James Kunstler certainly has the knack for getting publicity, with his recent comments in Salon (vigourously debated at WorldChanging last week) leading to an outbreak of hostilities with the Rocky Mountain Institute's Amory Lovins at Salon, who obviously didn't appreciate being dissed in Kunstler's original interview.

Opinions on James Howard Kunstler's latest tract, The Long Emergency, vary pretty widely here at WorldChanging. Alex disagrees pretty strongly with Kunstler's dystopic vision; JonL found it (at least its manifestation in an interview in Salon) to be a "breath of fresh air." Personally, I'm in Alex's camp -- I'm tired of Apocaphilia in its various manifestations, and Kunstler in particular seems to claim that we can do nothing to head off disaster. Moreover, any attempts to invent better, more efficient, less damaging tools are pointless, in Kunstler's view, and he calls out Amory Lovins' "hypercar" idea for particular ridicule.

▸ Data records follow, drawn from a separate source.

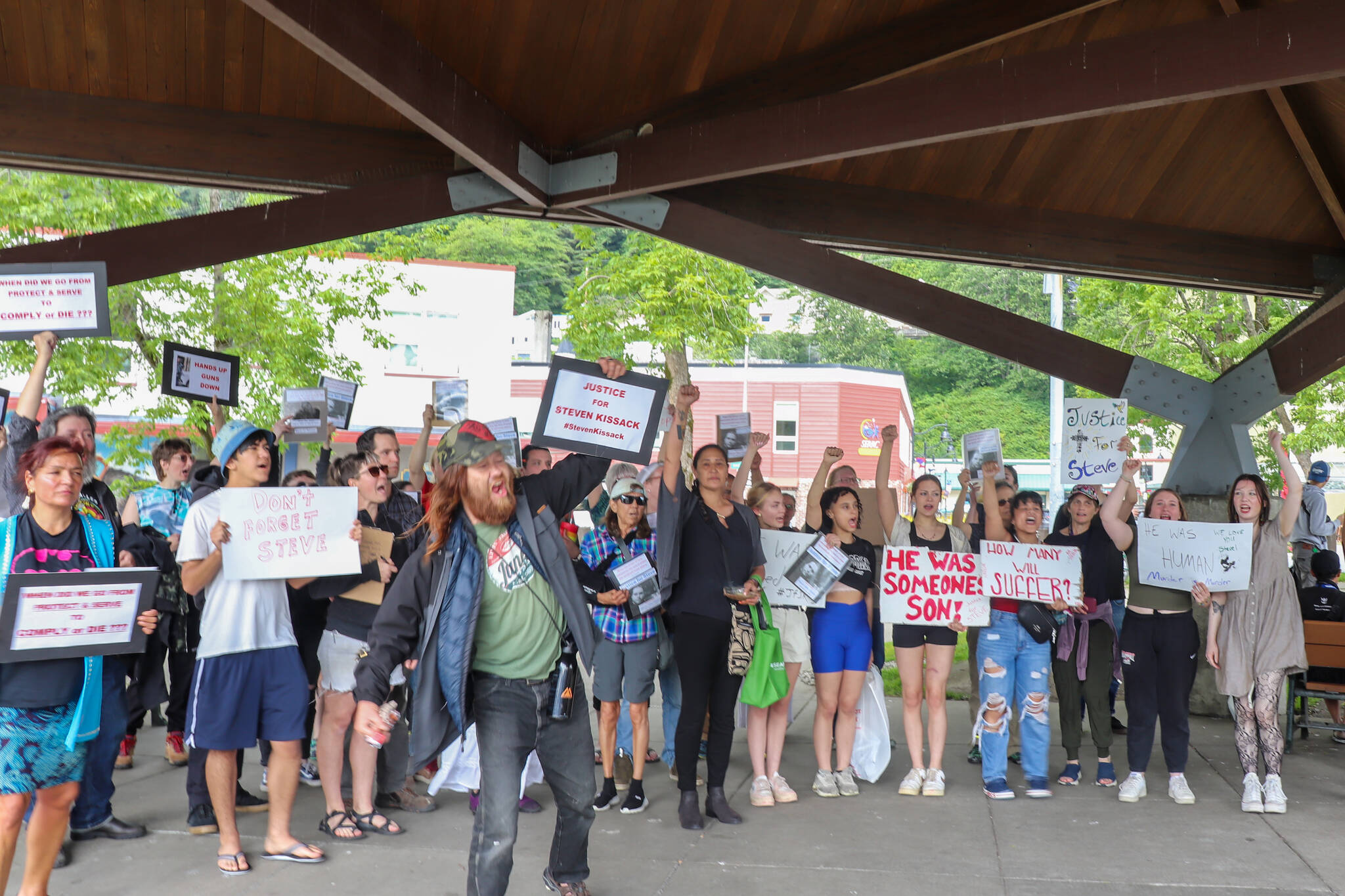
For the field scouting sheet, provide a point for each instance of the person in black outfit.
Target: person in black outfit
(708, 543)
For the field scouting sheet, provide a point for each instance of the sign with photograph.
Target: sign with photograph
(588, 413)
(69, 299)
(341, 400)
(1178, 555)
(305, 409)
(1039, 572)
(200, 375)
(931, 587)
(58, 616)
(1093, 429)
(288, 534)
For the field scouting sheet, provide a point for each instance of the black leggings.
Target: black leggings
(1158, 662)
(701, 651)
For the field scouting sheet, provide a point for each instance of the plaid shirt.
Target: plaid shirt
(612, 622)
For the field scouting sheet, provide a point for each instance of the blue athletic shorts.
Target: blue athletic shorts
(241, 698)
(841, 639)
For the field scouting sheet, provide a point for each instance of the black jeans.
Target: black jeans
(513, 719)
(1158, 662)
(701, 651)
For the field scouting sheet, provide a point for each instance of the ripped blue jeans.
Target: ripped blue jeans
(1015, 683)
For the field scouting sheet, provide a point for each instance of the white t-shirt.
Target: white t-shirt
(238, 616)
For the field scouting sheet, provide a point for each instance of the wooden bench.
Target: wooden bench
(1325, 643)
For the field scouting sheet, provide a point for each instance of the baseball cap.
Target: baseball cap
(233, 435)
(468, 442)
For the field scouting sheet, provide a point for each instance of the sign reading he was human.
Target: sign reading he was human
(200, 375)
(1178, 555)
(1036, 572)
(69, 299)
(588, 413)
(288, 534)
(1093, 430)
(931, 587)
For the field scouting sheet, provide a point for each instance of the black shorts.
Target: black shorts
(920, 636)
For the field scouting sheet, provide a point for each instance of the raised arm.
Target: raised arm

Lovins didn't like that, and responded to Kunstler. Salon managed to get Lovins' response, as well as a second exchange between the two. I'd have to say that Lovins comes across as the clear winner of the debate, although that's undoubtedly my own biases talking, at least in part. Not just my bias for Lovins' perspective, though, my bias for research over accusation and thought over fear. Or, as Lovins puts it, "Facts are more mundane than fantasies, but a better basis for conclusions."
In his rebuttal, Lovins' description of RMI's campus makes it sound like a dream place to live and work (well, its a long way to the beach, but apart from that):
James Howard Kunstler criticizes me for supposedly suggesting superefficient cars at the expense of walkable neighborhoods. If he'll kindly look at my 1999 book "Natural Capitalism," he'll find that Chapter 2, "Hypercars and Neighborhoods," emphasizes the importance of both, and strongly supports New Urbanism. It suggests practical and profitable ways to build very efficient cars and not need to drive them much, so we can have communities worth living in and traveling to. I can't imagine why this approach should be deemed objectionable -- unless, of course, he simply didn't ascertain my actual views.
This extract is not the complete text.